La violence est donc ultra présente, qu’elle soit subversive ou répressive. Marat la théorise pour sauver la Révolution. En 93, on passe de la violence à la Terreur mais la violence persiste (Machecoul…). Par contre, les Thermidoriens veulent une paix civile, ils ne sont pas suivis et l’insécurité et la violence cachée apparaissent. Sous le Directoire, on passe d’une violence politique à du brigandage. Cependant, l’impression de violence incontrôlée est trompeuse, car la nécessité de faire table rase était bien présente. La peur, la foule, la violence, la table rase et le rêve d’un nouveau monde nivelé : il y a une logique, il y a du sens.

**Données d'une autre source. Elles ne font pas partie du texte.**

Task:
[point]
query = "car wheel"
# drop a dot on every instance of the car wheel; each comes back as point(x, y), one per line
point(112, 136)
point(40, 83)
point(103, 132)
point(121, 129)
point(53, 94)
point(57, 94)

C’est donc ici que la peur rejoint l’espérance. Le peuple, l’égalité, le bonheur sont des idées nouvelles. L’idée de peuple évolue de l’unanimisme à un élargissement (citoyen passif à citoyen tout court) et un rétrécissement (citoyen à sans-culotte engagé). Le tournant est Thermidor puis le Directoire où on fait appel au peuple contre les sans-culottes. Mais ce retour n’est qu’illusion et « rien ne sera jamais plus comme avant ». De l’image du sans-culotte peut se dégager l’impression surprenante d’une révolution des pères de famille. En tout cas, ce groupe est socialement composite et il semble donc qu’un syncrétisme éphémère entre les Lumières et un mouvement populaire se soit opéré.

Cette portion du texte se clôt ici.